While governments in Saskatchewan and Manitoba have established mandates to grow their plant protein industries, the Alberta government last year suddenly and with no explanation cancelled an annual $250,000 grant for the Plant Protein Alliance of Alberta (PPPA), she said.

The voluntary organization, which Ammeter chaired, had been bringing together all parts of the province’s plant protein sector, including industry and government representatives, to form alliances and grow the sector.

"We've had a number of members of PPAA, now that it's defunct, tell us that it's just so much harder to find the people to connect with because the organization is not there," she said.

Despite such challenges, the push for sustainability, which includes locally grown and sourced products and ingredients that consumers trust, will continue to propel the plant-protein industry forward, Ammeter said.

Problems go deeper than product quality, say critics

Many of the companies now acquiring plant-based protein firms and brands are the same multinationals responsible for the harmful practices in the conventional, factory-farmed meat and dairy production system, according to a report by the independent International Panel of Experts on Sustainable Food Systems (IPES-Food).

Those problems include environmental degradation, concentration of power across the food system, exploitative labour, agricultural monocultures and other unsustainable practices.

“The biggest food companies in the world, including JBS, Nestle, Tyson Foods and Cargill, are buying out plant-based meat substitute firms,” the report’s lead author, Dr. Philip Howard, PhD, professor of food and community sustainability at Michigan State University, told Research Money.

Brazil-based JBS, the world’s largest meat processor, as well as Tyson Foods and Cargill, have paid millions of dollars to settle lawsuits that accused them and several other major meat companies of conspiring to dominate the industry and fix prices.

“These firms have a goal of increasing their power, that’s what their shareholders demand. It’s going to come at the expense of everyone else,” Howard said.

There is no global shortage of protein, as many proponents of so-called alternative proteins claim, he insisted. Protein deficiencies are rare, but are most prevalent in parts of the world where people are poor and have insufficient access to food more generally, he said.

Proponents assume that alternative proteins will displace industrially produced meat, as people reduce their consumption of conventional products, Howard said. But increasing sales of plant-based meat substitutes haven’t made a dent in overall global sales of meat, he noted.

Agriculture is a primary source of global greenhouse gas emissions, contributing about 11 per cent of total GHGs.
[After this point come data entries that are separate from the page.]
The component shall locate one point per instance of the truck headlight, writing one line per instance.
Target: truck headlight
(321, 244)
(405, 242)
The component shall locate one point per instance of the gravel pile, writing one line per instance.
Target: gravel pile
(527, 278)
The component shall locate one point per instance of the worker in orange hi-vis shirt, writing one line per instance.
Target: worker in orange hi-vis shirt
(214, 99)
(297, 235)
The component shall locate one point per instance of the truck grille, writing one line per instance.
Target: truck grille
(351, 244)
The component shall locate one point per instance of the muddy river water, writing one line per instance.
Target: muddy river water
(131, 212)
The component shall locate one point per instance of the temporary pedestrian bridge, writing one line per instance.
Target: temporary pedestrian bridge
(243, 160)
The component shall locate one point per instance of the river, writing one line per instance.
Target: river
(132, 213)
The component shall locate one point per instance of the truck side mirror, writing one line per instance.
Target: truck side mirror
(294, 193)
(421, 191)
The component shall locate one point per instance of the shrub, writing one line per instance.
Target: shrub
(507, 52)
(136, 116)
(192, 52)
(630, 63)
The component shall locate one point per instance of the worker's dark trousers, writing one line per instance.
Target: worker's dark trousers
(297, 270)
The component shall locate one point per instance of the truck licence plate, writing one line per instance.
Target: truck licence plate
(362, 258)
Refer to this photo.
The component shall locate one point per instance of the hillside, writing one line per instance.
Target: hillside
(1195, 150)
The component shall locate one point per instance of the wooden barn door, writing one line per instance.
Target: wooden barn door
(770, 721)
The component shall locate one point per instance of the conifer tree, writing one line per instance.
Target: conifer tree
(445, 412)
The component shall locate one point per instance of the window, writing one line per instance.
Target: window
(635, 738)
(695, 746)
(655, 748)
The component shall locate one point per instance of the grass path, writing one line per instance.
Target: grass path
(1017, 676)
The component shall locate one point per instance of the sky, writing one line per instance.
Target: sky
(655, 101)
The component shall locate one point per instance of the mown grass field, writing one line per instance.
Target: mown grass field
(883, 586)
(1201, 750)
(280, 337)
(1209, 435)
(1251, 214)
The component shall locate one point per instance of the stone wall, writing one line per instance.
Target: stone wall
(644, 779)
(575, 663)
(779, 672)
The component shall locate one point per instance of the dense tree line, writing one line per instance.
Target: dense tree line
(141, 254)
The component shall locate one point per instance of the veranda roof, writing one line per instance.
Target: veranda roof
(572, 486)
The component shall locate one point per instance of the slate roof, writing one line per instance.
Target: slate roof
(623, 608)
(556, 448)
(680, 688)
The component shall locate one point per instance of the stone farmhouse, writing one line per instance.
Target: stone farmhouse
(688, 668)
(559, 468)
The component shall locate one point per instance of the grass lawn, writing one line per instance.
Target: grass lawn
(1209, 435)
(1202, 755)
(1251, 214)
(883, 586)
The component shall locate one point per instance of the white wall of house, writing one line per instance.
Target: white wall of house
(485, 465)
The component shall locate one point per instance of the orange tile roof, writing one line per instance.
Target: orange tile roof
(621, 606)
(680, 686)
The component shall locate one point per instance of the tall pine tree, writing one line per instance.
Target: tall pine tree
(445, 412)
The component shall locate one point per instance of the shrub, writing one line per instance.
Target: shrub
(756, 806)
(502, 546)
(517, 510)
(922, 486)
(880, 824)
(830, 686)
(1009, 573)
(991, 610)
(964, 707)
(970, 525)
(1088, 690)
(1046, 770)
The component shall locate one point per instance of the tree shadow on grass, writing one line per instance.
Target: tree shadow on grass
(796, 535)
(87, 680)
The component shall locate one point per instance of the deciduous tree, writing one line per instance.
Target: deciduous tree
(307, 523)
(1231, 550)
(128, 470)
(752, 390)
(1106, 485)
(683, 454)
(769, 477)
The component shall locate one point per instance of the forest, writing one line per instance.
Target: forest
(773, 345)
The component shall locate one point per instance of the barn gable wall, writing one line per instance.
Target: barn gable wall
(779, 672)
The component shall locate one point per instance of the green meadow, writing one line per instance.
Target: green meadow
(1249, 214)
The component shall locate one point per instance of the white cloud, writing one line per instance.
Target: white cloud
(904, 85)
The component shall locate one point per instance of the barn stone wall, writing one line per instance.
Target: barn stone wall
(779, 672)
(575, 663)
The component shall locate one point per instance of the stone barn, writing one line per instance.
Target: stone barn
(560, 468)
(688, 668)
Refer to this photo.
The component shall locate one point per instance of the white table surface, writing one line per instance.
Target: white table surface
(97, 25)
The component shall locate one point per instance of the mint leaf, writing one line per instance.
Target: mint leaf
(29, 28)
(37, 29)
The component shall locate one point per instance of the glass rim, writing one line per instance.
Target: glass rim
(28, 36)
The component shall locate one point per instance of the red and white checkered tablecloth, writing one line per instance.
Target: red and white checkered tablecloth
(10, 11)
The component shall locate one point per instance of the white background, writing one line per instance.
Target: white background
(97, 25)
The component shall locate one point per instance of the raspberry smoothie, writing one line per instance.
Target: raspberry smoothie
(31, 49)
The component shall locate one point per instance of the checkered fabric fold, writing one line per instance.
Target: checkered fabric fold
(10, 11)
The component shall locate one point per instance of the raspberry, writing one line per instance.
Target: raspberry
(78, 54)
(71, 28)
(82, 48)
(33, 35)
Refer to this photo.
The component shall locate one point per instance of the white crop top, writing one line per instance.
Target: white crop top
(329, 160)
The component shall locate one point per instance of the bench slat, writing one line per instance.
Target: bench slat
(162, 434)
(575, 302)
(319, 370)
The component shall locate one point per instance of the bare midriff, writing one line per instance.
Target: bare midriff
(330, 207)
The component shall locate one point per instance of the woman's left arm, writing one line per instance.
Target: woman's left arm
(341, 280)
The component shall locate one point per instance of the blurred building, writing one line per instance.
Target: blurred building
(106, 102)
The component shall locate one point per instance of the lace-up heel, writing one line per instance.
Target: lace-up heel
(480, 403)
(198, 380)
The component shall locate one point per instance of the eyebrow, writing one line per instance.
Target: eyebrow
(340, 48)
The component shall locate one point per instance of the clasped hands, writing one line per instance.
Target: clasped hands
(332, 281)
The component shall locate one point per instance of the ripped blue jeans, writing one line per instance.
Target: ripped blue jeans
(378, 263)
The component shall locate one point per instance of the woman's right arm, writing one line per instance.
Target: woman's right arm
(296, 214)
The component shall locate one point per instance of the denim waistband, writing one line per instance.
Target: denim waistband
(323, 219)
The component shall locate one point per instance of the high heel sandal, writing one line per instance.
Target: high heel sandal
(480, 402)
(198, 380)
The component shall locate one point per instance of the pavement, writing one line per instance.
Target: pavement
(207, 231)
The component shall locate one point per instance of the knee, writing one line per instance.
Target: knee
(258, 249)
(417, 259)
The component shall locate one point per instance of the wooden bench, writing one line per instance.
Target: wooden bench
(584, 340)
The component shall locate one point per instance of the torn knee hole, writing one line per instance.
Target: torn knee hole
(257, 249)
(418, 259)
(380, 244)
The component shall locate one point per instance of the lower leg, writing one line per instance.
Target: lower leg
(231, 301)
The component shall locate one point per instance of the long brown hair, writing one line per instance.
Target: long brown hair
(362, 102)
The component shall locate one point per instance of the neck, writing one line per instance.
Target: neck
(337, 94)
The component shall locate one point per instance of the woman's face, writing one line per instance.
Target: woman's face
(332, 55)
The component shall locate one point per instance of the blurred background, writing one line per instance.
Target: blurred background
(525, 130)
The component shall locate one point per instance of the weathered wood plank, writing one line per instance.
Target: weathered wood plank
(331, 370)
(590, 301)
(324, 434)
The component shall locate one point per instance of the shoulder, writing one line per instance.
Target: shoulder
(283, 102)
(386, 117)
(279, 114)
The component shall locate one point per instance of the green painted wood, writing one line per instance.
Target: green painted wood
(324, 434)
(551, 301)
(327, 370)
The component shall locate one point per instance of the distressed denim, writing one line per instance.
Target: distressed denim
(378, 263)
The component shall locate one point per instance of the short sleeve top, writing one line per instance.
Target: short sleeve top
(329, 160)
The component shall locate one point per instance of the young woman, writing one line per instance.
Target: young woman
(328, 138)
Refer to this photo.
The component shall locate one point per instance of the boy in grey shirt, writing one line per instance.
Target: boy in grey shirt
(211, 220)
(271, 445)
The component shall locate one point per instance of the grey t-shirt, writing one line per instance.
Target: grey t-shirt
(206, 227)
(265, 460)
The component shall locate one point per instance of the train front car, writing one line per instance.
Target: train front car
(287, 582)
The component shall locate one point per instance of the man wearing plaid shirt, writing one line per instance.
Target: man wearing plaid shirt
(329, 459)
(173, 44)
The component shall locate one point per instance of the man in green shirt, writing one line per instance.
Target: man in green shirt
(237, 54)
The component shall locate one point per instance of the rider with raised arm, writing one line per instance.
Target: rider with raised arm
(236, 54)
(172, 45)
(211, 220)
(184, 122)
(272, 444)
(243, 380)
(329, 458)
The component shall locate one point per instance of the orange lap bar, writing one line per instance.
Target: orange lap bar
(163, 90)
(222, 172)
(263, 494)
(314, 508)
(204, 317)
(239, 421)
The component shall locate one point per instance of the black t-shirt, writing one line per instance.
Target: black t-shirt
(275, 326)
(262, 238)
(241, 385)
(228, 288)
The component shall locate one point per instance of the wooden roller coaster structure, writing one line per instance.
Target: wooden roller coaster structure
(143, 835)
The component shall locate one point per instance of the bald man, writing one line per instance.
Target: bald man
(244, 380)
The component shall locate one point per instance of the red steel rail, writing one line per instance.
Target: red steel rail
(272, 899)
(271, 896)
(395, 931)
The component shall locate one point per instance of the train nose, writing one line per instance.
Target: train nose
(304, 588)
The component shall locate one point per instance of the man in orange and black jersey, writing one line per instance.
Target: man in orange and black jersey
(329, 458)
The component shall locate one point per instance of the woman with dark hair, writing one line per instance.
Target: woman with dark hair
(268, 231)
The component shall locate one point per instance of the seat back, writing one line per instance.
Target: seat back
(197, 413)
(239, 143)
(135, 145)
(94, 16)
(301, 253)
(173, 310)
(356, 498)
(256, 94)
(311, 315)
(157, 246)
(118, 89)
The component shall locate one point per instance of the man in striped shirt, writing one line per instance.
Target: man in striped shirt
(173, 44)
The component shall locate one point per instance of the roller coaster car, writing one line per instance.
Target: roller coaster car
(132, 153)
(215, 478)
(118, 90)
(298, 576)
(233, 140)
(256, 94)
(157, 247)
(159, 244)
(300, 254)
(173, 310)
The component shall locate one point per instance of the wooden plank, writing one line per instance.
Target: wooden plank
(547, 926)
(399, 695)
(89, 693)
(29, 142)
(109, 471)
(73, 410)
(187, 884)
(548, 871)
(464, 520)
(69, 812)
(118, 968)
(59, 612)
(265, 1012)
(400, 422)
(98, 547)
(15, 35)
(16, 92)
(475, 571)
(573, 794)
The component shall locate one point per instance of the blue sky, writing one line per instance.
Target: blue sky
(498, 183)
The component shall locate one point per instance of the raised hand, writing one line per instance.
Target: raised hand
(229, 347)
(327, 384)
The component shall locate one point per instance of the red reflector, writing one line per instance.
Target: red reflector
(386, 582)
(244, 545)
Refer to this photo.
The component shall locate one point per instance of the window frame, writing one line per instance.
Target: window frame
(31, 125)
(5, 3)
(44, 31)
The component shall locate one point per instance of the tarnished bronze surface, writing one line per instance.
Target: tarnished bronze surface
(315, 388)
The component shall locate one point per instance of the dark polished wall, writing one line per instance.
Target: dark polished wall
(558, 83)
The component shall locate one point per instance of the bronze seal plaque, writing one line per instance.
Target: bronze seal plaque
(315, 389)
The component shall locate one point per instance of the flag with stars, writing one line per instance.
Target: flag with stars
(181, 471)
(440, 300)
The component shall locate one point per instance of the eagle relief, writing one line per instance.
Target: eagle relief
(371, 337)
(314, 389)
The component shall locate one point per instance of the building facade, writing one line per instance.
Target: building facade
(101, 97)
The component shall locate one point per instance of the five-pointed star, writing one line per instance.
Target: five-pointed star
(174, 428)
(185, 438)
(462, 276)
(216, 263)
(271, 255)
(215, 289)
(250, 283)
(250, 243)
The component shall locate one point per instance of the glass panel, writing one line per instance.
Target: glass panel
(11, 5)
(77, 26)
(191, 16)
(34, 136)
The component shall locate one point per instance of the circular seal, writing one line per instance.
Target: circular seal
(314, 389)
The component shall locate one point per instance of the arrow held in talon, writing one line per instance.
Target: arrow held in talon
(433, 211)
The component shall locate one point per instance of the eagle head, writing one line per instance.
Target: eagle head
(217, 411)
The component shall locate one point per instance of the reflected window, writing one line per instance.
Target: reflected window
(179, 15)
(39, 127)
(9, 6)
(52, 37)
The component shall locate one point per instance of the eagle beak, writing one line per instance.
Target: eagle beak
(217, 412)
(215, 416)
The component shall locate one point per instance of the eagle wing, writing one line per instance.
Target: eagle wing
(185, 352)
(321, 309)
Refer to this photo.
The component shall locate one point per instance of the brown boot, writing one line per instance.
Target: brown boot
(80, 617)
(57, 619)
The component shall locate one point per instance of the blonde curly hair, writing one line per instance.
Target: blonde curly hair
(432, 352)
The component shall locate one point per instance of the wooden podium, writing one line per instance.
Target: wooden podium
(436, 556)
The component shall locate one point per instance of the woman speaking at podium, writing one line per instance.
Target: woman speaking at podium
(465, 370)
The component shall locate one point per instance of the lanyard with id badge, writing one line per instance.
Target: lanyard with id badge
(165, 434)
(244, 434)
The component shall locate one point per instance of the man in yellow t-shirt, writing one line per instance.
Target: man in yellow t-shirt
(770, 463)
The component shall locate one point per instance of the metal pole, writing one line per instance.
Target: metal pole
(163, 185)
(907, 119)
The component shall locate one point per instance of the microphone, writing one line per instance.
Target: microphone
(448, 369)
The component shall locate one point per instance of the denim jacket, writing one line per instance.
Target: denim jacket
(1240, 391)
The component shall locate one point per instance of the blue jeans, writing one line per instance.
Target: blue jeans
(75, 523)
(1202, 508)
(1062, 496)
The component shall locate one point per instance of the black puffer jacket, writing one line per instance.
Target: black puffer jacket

In Canada, the sector is the fifth-largest source of GHG emissions, accounting for 10 per cent, or 69 million tonnes.

However, claims about the environmental and health benefits of alternative proteins — relying largely on industry-provided data — are limited and speculative, Howard maintained. “They’re often making simplistic assumptions by comparing their products to just industrially produced meat and dairy, rather than smaller-scale agroecological production which has much lower impacts.”

Many meat-from-plant products contain high levels of sodium and saturated fat (such as palm oil or coconut oil), and constitute “highly processed” food, which Canada’s Food Guide cautions consumers to limit their intake of.

“Highly processed alternative proteins may therefore be more harmful than animal source foods in some contexts, depending on how they are produced,” says the IPES-Food report.

Proponents’ obsession with protein reinforces a reductionist approach to food and diet, by replacing meat with convenient and often unhealthy meat substitutes, Howard said. “But the most healthy, nutritious and culturally appropriate approach is to have more diverse diets and not rely so heavily on a handful of crops and breeds of livestock.”

According to the IPES-Food report, alternative proteins “represent a new phase of food industrialization that could undermine resilience, jeopardize the livelihoods of millions of food producers, and reinforce a ‘centre of the plate’ approach to diets — rather than supporting transformational changes in the way we eat.”